Surgical scrub techs play a vital role in the success of medical procedures. Scrub techs, also called surgical technicians and surgical scrub technologists, oversee operating room hygiene and safety. To work alongside doctors and nurses as a scrub tech, you need post-high school training. Completing the necessary education opens up opportunities in a fast-growing medical field.
Surgical scrub techs make sure the operating room and patient are prepped. They count sponges, needles and medical instruments. They also use germicides and sterilizers to wash equipment, and they assemble and test lights, suction machines or diagnostic equipment. Once the operating room is ready, techs turn their attention to the patient, washing, shaving and disinfecting the operating site. They move the patient to the operating table and set up sterile surgical drapes to prevent contamination. Finally, scrub techs help doctors and nurses scrub to clean up, and help them put on gloves, masks and surgical clothing.
Scrub techs are on alert during procedures, looking for any problems that could compromise the sterile field. That means running, adjusting and monitoring sterilizers, lights and suction machines. Plus, they hand instruments or supplies such as scalpels and sponges to surgeons. It’s also the tech’s job to hold skin retractors to keep a site open, and cut sutures after the surgeon closes an incision. When the surgeon takes tissue samples such as biopsies, the tech takes the specimen and preps it for lab analysis.
When the surgeon completes her work, the scrub tech steps in and wraps up the job. The tech prepares bandages and applies them to incision sites, and moves the patient to a recovery room. Next, she counts sponges, needles and instruments once more, to ensure every tool is accounted for. Preparing for the next procedure is important as well: The tech cleans the OR and restocks instruments and tools, placing equipment in the order stated on preference cards.
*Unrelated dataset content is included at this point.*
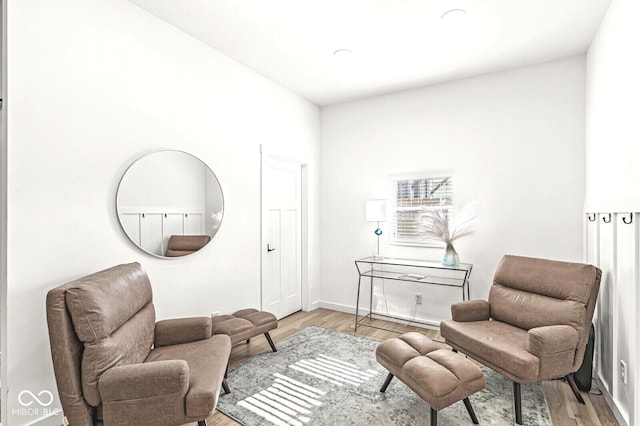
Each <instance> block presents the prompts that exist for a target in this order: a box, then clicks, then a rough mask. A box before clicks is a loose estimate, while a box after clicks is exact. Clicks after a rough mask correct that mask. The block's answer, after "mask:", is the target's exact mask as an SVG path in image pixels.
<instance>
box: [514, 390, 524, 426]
mask: <svg viewBox="0 0 640 426" xmlns="http://www.w3.org/2000/svg"><path fill="white" fill-rule="evenodd" d="M513 402H514V403H515V410H516V423H517V424H519V425H521V424H522V392H521V389H520V383H516V382H513Z"/></svg>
Nearly 70 percent of scrub techs worked inside hospitals as of 2010, according to the U.S. Bureau of Labor Statistics. Another 12 percent worked in doctors’ offices, while 8 percent were employed with outpatient clinics. Dentists’ offices accounted for 4 percent of scrub techs. Surgical techs who worked for hospitals had the toughest schedules, often working long shifts or staying on call overnight and on weekends or holidays. Regardless of where they work, scrubs should enjoy more job opportunities as the population ages and new technologies make more surgeries possible. The BLS projects job growth of 10 percent to 19 percent from 2010 to 2020.
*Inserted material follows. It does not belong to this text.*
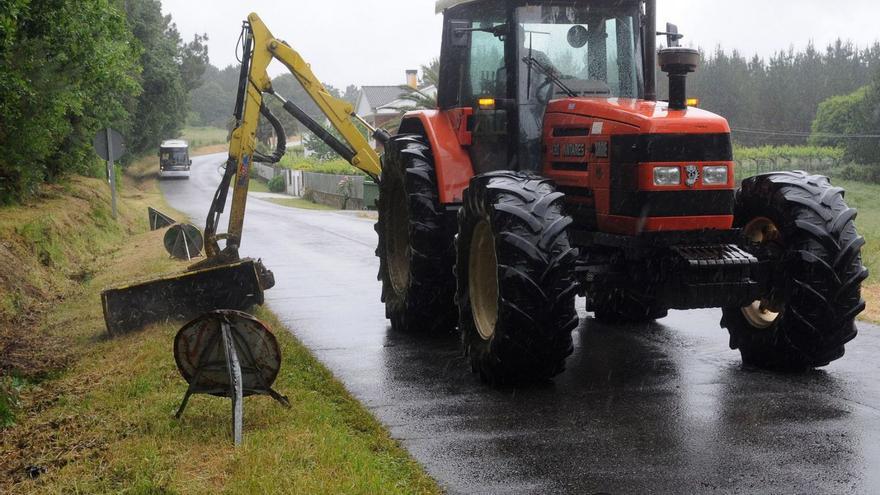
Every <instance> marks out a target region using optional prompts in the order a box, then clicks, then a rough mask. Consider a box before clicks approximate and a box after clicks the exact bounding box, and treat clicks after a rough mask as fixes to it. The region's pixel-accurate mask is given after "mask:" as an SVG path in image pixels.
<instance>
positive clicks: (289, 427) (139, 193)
mask: <svg viewBox="0 0 880 495" xmlns="http://www.w3.org/2000/svg"><path fill="white" fill-rule="evenodd" d="M147 162H149V160H146V159H145V162H144V163H136V164H134V165H133V166H132V168H130V170H129V174H130V175H131V176H132V177H133V180H131V179H130V185H129V186H128V187H127V188H126V189H125V193H124V194H122V195H121V199H122V202H123V203H125V206H124V207H123V208H122V211H124V219H125V220H124V221H123V222H122V223H123V224H125V225H128V224H129V222H132V221H136V224H137V225H136V226H133V227H132V229H135V227H136V228H137V231H136V232H126V231H124V229H123V232H122V233H120V234H119V235H118V236H117V234H114V236H113V237H112V238H110V239H109V241H118V242H116V247H115V248H113V249H109V248H107V249H100V250H98V252H97V253H95V254H99V255H100V256H98V258H99V263H96V264H89V265H88V267H89V268H88V270H89V273H88V275H87V276H77V277H73V278H70V277H67V278H66V280H69V281H70V282H69V284H70V286H71V290H68V291H65V292H63V294H61V295H59V296H58V297H57V298H56V299H54V300H53V301H52V303H51V304H50V305H46V306H44V307H41V310H40V312H38V313H34V314H32V318H31V319H30V320H29V324H30V327H28V328H29V331H30V332H31V333H33V334H34V335H37V336H39V337H40V338H41V339H44V340H55V341H58V342H59V343H60V344H61V345H62V347H63V349H64V351H65V353H66V355H68V356H69V359H67V360H65V361H64V362H63V363H61V364H55V365H53V366H52V370H51V371H50V372H48V373H41V374H40V375H39V377H38V378H34V379H33V380H30V381H27V382H21V381H15V380H10V379H9V378H7V379H5V380H4V381H2V382H0V386H2V387H5V388H9V387H13V388H14V389H15V392H14V393H9V394H4V397H7V398H8V399H10V400H13V401H14V402H15V404H11V405H10V406H11V407H12V408H13V409H15V410H16V416H15V421H16V422H17V424H16V425H15V426H12V427H8V428H5V429H3V430H2V434H0V493H17V494H18V493H21V494H28V493H39V494H44V493H48V494H52V493H89V494H92V493H211V494H213V493H236V494H238V493H310V494H311V493H438V492H439V488H438V487H437V485H436V484H435V482H434V481H433V480H432V479H430V478H429V477H428V476H427V475H426V474H425V473H424V472H423V471H422V469H421V467H420V466H419V465H418V464H416V463H415V461H413V460H412V459H411V458H410V457H409V456H408V454H407V453H406V452H405V451H403V450H402V449H401V448H400V447H399V445H398V444H397V443H396V442H395V441H394V440H392V439H391V438H390V436H389V435H388V433H387V432H386V431H385V430H384V429H383V428H382V427H381V426H380V425H379V424H378V422H377V421H376V420H375V419H374V418H373V417H372V416H371V415H370V414H369V412H368V411H367V410H366V409H365V408H364V407H363V406H362V405H361V404H359V403H358V402H357V401H356V400H354V399H353V398H352V397H351V396H350V395H349V394H348V393H347V392H346V391H345V389H344V387H343V386H342V385H341V384H340V383H339V382H338V381H337V380H336V379H335V378H334V377H333V376H332V374H331V373H330V372H329V371H328V370H327V369H326V368H324V367H323V366H322V365H321V364H320V363H318V362H317V361H316V360H315V359H314V358H313V357H312V356H311V354H310V353H309V352H308V350H307V349H306V348H304V347H303V346H302V345H301V344H300V343H299V342H297V341H296V340H295V339H294V338H293V337H292V336H291V335H290V334H289V333H288V331H287V330H286V329H285V328H284V327H283V326H282V325H281V324H280V323H279V322H278V321H277V320H276V319H275V318H274V316H273V315H271V314H270V313H269V312H267V311H265V310H260V311H258V313H257V315H258V317H259V318H261V319H262V320H263V321H265V322H267V323H268V324H269V326H270V327H271V328H272V329H273V330H274V333H275V335H276V337H277V338H278V341H279V344H280V346H281V350H282V355H283V363H282V367H281V373H280V375H279V378H278V380H277V381H276V383H275V385H274V387H275V389H276V390H278V391H279V392H281V393H282V394H285V395H287V396H288V397H289V398H290V402H291V404H292V407H291V408H289V409H288V408H284V407H281V406H280V405H278V404H277V403H276V402H274V401H272V400H271V399H269V398H266V397H251V398H248V399H246V400H245V404H244V410H245V415H244V424H245V429H244V444H243V445H242V446H241V447H240V448H237V449H236V448H233V447H232V443H231V438H230V422H231V414H230V401H229V400H228V399H220V398H215V397H209V396H203V395H199V396H195V397H193V399H192V400H191V402H190V405H189V407H188V408H187V411H186V413H185V414H184V416H183V418H182V419H181V420H176V419H175V418H174V417H173V414H174V412H175V411H176V408H177V407H178V405H179V404H180V400H181V399H182V396H183V393H184V391H185V389H186V383H185V382H184V380H183V379H182V378H181V377H180V375H179V374H178V372H177V369H176V366H175V364H174V359H173V356H172V352H171V350H172V342H173V338H174V335H175V333H176V331H177V329H178V328H179V326H180V324H179V323H178V324H166V325H158V326H154V327H151V328H148V329H145V330H144V331H142V332H138V333H134V334H131V335H128V336H125V337H121V338H117V339H112V340H111V339H108V338H107V337H106V330H105V328H104V322H103V318H102V314H101V306H100V298H99V294H100V291H101V290H102V289H103V288H105V287H108V286H114V285H118V284H121V283H124V282H126V281H129V280H132V279H142V278H145V277H151V276H154V275H160V274H165V273H169V272H173V271H179V270H181V269H182V268H183V267H184V265H183V264H181V263H180V262H176V261H173V260H171V259H169V258H168V256H167V254H166V253H165V252H164V250H163V248H162V236H163V234H164V232H163V231H158V232H144V231H145V230H146V226H145V224H146V221H145V220H141V217H143V218H144V219H145V218H146V211H145V209H146V205H147V204H149V205H151V206H156V207H159V208H160V209H163V211H166V212H168V213H169V214H177V212H174V211H173V210H172V209H171V208H169V207H168V205H167V204H165V203H164V202H163V201H161V197H159V196H158V193H157V191H156V188H155V182H153V181H151V180H150V178H149V177H150V176H151V175H152V174H153V168H154V167H152V165H151V162H150V163H147ZM99 183H100V181H97V182H96V183H95V184H92V183H90V182H87V183H86V184H87V185H88V186H90V187H89V188H88V189H95V188H97V187H98V184H99ZM106 199H107V198H105V197H104V196H100V198H98V199H96V201H97V202H98V203H100V204H104V202H106ZM58 208H60V205H59V206H58V207H56V206H54V205H48V206H47V205H45V204H35V205H31V206H30V209H32V210H33V209H36V210H39V211H41V212H43V214H45V215H48V216H49V217H59V216H60V213H59V210H58ZM141 210H144V211H141ZM7 211H8V210H7ZM4 213H6V211H4ZM13 213H15V215H23V214H24V213H22V212H18V211H16V212H13ZM15 215H13V217H14V216H15ZM135 215H136V216H135ZM3 218H4V220H5V219H7V216H4V217H3ZM70 227H74V226H70ZM76 227H79V228H81V227H82V226H81V225H80V226H76ZM65 232H66V231H65V230H63V229H62V230H60V231H59V234H60V235H61V238H64V233H65ZM44 237H51V236H44ZM109 241H108V246H109V245H111V244H114V242H109ZM48 242H49V244H48V246H49V247H47V248H45V249H43V248H39V249H38V250H40V251H45V252H46V254H45V255H44V256H43V258H44V259H45V260H47V262H48V263H55V264H57V265H58V266H60V267H69V268H70V271H71V272H75V271H76V267H77V266H78V264H77V263H74V262H73V258H72V257H70V253H69V249H70V248H68V247H65V246H66V245H65V246H62V248H61V250H62V253H63V254H64V256H62V257H60V258H59V257H57V256H56V255H55V254H53V249H54V248H51V246H52V241H51V239H50V240H49V241H48ZM39 244H40V243H39V242H36V243H34V245H35V246H36V245H39ZM95 246H98V244H96V245H95ZM82 247H83V248H86V247H88V246H87V245H83V246H82ZM35 249H36V248H35ZM76 249H79V247H77V248H76ZM31 256H32V257H34V259H35V260H37V259H38V258H39V257H38V256H37V254H36V253H33V254H32V255H31ZM53 258H54V259H53ZM35 263H41V261H35ZM47 273H48V275H46V276H47V277H48V278H50V279H51V278H52V274H53V273H55V272H54V271H51V270H49V271H47ZM66 275H67V272H65V277H66ZM35 283H36V282H35ZM52 283H53V281H52V280H49V281H46V282H45V287H42V289H44V290H45V292H46V293H47V294H55V293H56V291H55V290H54V286H53V285H52ZM65 283H67V282H65ZM4 407H5V408H7V409H8V408H9V406H7V405H6V404H5V402H4V404H3V405H0V408H4Z"/></svg>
Scrub techs need fine motor skills to handle delicate instruments quickly and under pressure. Hand-eye coordination is key to spotting and grabbing the right tools. Also, because they work on a team with doctors, nurses and other professionals, techs need interpersonal and communications skills. Training in a surgical technology program is required. It can take about a year to complete instruction, which includes coursework in anatomy, patient preparation, medical law and ethics. Students also must complete externships in hospitals or other surgical centers, where they get experience preparing patients and working in operating rooms under experienced techs.